SAN JUAN (Puerto Rico) • Hurricane Irma killed eight people on the Caribbean island of Saint Martin and left Barbuda devastated as Florida population centres braced themselves for what was forecast to be a direct hit by one of the most powerful Atlantic storms in a century.
France, the Netherlands and Britain yesterday sent water, emergency rations and rescue teams to their stricken territories.
The worst-affected island so far is Saint Martin, which is divided between the Netherlands and France, where eight of 10 confirmed deaths took place. Television footage showed a damaged marina with boats tossed into piles, submerged streets and flooded homes. Power was knocked out on Saint Martin, Saint Barthelemy and in parts of the US territory of Puerto Rico.
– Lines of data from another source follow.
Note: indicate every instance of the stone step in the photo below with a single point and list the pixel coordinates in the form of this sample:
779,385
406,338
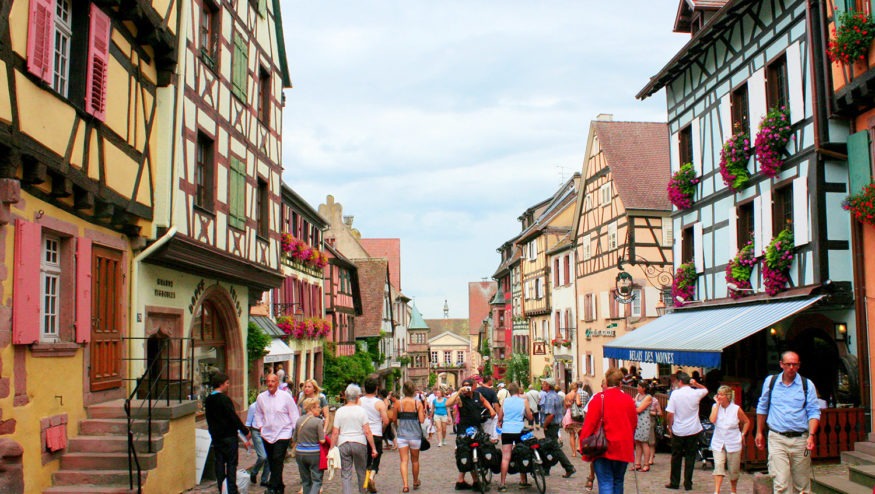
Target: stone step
111,444
106,427
106,461
837,484
107,478
862,474
857,458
The hurricane was on track to reach Florida tomorrow or Sunday, becoming the second major hurricane to hit the US mainland in as many weeks after Hurricane Harvey.
On Saint Martin, Mr Daniel Gibbs, chairman of a local council told Radio Caribbean International: "It is an enormous disaster, 95 per cent of the island is destroyed. I am in shock."
Local newspaper editor Paul de Windt told the Paradise FM radio station from the island, which is home to around 80,000 people: "Lots of people are just wandering around aimlessly, as they have no homes any more and don't know what to do. It's catastrophic."
The island of Barbuda is a scene of "total carnage" and the tiny two-island nation will seek international assistance, said Prime Minister Gaston Browne of Antigua and Barbuda. Mr Browne told the BBC about half of Barbuda's population of some 1,800 were homeless while nine out of 10 buildings had suffered some damage and many were destroyed.
"We flew into Barbuda only to see total carnage. It was easily one of the most emotionally painful experiences that I have had," Mr Browne said in an interview on BBC Radio.
It is an enormous disaster, 95 per cent of the island is destroyed. I am in shock.
MR DANIEL GIBBS, chairman of a local council on the island of Saint Martin, talking to Radio Caribbean International.
"Approximately 50 per cent of them (residents of Barbuda) are literally homeless at this time. They are bunking together, we are trying to get ... relief supplies to them first thing tomorrow morning," he said.
Irma hit Puerto Rico early yesterday, buffeting its capital San Juan with rain and wind that scattered tree limbs across roadways. At least half of Puerto Rico's homes and businesses were without power.
The National Hurricane Centre (NHC) said it was the strongest hurricane ever recorded in the Atlantic Ocean and one of the five most forceful storms to hit the Atlantic basin in 82 years. Hurricane watches were in effect for the northwestern Bahamas and Cuba.
In Florida, emergency management officials began evacuations in advance of Irma's arrival. Mr Ed Rappaport, the Miami-based NHC's acting director, called Irma a "once-in-a-generation storm".
Florida Governor Rick Scott said Irma could be more devastating than Hurricane Andrew, a Category 5 storm that struck the state in 1992 and still ranks as one of the costliest ever in the United States.
Billionaire Richard Branson, 67, his relatives and staff survived Irma by hunkering down in the concrete wine cellar of his home on his private Necker Island in the British Virgin Islands, which he said "sustained extensive damage".
Playing board games and resting in bunk beds as the storm passed, he described the atmosphere as "eerie but beautiful".